Writing a children’s book is no child’s play – But it’s just as much fun!
At Humanise, we like to celebrate employees’ amazing projects – whether they’re done at work or in their personal lives. Today, we’re talking to Madeleine Allard, Senior Copywriter and Editor at Bleublancrouge Brand Language, to learn more about the creative process involved in writing her latest children’s book, Madame J. et les paquebots.
Humanise: What attracts you to writing/children’s literature?
Madeleine: I have four children, so I’ve read tons of children’s books! I love kids’ stories, their playfulness in particular, but also the object itself: the illustrations, the hard covers, the large pages… As a mother, I also loved all the moments I spent reading with my kids. Visiting libraries, going to story time, reading stories before bedtime… They’re great memories.
My writing style, which is very straightforward, lends itself well to this type of literature. I like the freedom. I feel that I can say anything, and I just have to figure out how to go about it. Every word counts and must be chosen carefully. In short, it’s right up my alley.
H: Tell us about your creative process.
M: I almost always start with an everyday event. In fact, I always say that in my books, nothing really happens! The “events” are often very much internal.
I like to get inside the heads of my characters, to make their inner voice speak out. I love streams of consciousness. For me, what counts when I write is to tell something that’s true. Not biographical, necessarily, but real, reflective of reality. I want people to think, “this person really exists.” I want them to understand how he or she thinks. It has to be coherent. Once I have a starting point, I go all in: no plan, no goal. I follow the story where it leads me without trying to control it. I don’t have a didactic approach at all; I don’t try to get a message across. I try to stay close to my characters, to understand them, to grasp their essence.
Once I have an outline of the story, I strip it away. I remove anything that seems superfluous. I trust that my reader will see who my characters are by their actions and by how the story unfolds. I know I don’t need to explain everything.
This process applies to all literature, whether for children or adults.
H: What inspires you?
M: Daily life, people, my own demons, other people’s books, history.
H: This isn’t your first publication. How is this release different from previous ones? How is it similar?
M: I wrote Madame J. et les paquebots over five years ago! I wrote it quickly, but the road to getting it published was tortuous. It was a very important book to me when I wrote it, but I became detached from it over time. And with the current climate, I was prepared for it to go completely unnoticed. So it’s a really pleasant surprise that it’s been so well received. But at the same time, it’s strange to dive back into this story now that I’m elsewhere in my creative process.
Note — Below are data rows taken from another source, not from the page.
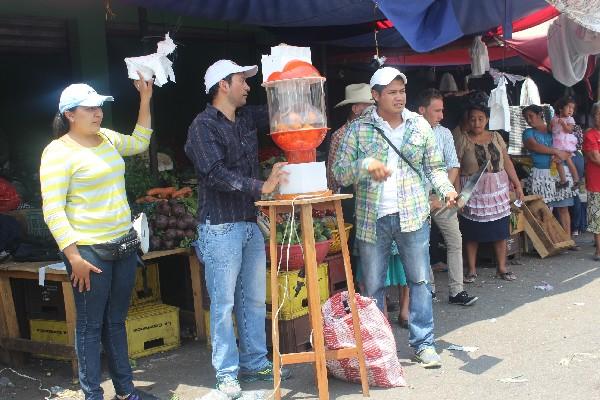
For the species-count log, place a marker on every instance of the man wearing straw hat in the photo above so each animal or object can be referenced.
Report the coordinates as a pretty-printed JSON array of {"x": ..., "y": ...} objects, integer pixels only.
[{"x": 358, "y": 98}]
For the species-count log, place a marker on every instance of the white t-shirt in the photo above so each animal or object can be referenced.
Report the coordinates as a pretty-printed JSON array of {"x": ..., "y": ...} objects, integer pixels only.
[{"x": 389, "y": 198}]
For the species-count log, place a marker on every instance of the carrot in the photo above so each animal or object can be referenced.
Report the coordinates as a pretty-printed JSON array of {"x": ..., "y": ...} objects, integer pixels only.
[
  {"x": 183, "y": 192},
  {"x": 162, "y": 193}
]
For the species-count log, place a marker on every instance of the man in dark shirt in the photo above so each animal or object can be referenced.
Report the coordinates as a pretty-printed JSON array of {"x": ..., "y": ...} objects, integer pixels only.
[{"x": 223, "y": 146}]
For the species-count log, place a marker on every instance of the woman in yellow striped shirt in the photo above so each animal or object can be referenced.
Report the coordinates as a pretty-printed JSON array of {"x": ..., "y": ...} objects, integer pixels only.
[{"x": 84, "y": 203}]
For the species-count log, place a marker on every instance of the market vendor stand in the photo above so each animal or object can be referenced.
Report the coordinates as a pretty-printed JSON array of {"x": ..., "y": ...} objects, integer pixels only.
[
  {"x": 12, "y": 345},
  {"x": 318, "y": 355}
]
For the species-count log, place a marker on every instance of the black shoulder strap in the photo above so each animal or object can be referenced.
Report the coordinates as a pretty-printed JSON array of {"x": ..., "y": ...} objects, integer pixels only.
[{"x": 387, "y": 139}]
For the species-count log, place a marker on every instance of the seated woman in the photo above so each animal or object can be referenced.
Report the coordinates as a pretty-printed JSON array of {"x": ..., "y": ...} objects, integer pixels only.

The other curious thing is that my book has some autobiographical elements to it. It’s an amalgam of several periods of my life. And it’s the first time I’ve written something so personal. So, the book’s publication, and the way it’s being received, it feels different this time around. It’s stirring up more stuff.
H: Do you have any other writing projects in the works?
M: I have another children’s book coming out this fall, with illustrator Agathe BB. I have a third one in the works, too. And I also have a novel, for adults this time, that should be published in the fall of 2023. Otherwise, I have a lot of projects in the works and in my head, but I never have any time! I would need a second life to get everything done. Long live BBR’s flexible schedule – and my kids growing up!